新大橋で隅田川を渡る。吹き付けてくる風がとても心地よく、魂までとんでしまうかと思えた(ぼくにそんなものがあれば)。

常盤・高橋の商店街は盆踊りのパレード。いろいろなグループがさまざまな装いで踊りを披露している。中の結構若め(一般的に年配のご婦人方がとても多い)のグループの振り付けが完全にパラパラだったのはとてもよかった。

パレードが尽きて、商店街から商店が消えても、さらにまっすぐ。久しぶりに猿江公園の中に入った。また休憩。その先の西大島(にしおおじまと濁る)まで。7kmちょうどだった。

都営新宿線で九段下まで。いきたいところは神保町だが、一駅先でおりたのはスターバックスによりたかったからだ。九段下の神保町寄り出口のまん前にある店は、すいているし落ち着いた感じがとてもよい。今日はフラペチーノなどのデザート系ではなくちゃんとしたコーヒー(もちろんアイスだが)を頼んだ。店を出てからも苦味が口の中にしばし残った。

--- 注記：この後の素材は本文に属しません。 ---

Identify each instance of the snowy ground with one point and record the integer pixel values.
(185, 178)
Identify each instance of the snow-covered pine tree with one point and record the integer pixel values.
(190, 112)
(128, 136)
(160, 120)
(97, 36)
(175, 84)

三省堂で村上春樹の『約束された場所で』を買った。地下鉄サリン事件の被害者のインタビュー集『アンダーグラウンド』の続編で、今度はオウム側の信者をインタビューしたもの。ジャーナリズムの側では、あの事件のことを特殊な集団の起こした特殊な事件としてからとらえきれていないが、日本でジャーナリズムと一番遠いところにいるといってもいい村上春樹という作家によって、あの事件がいったいなんだったのかということが語られるのは、なんか象徴的だ。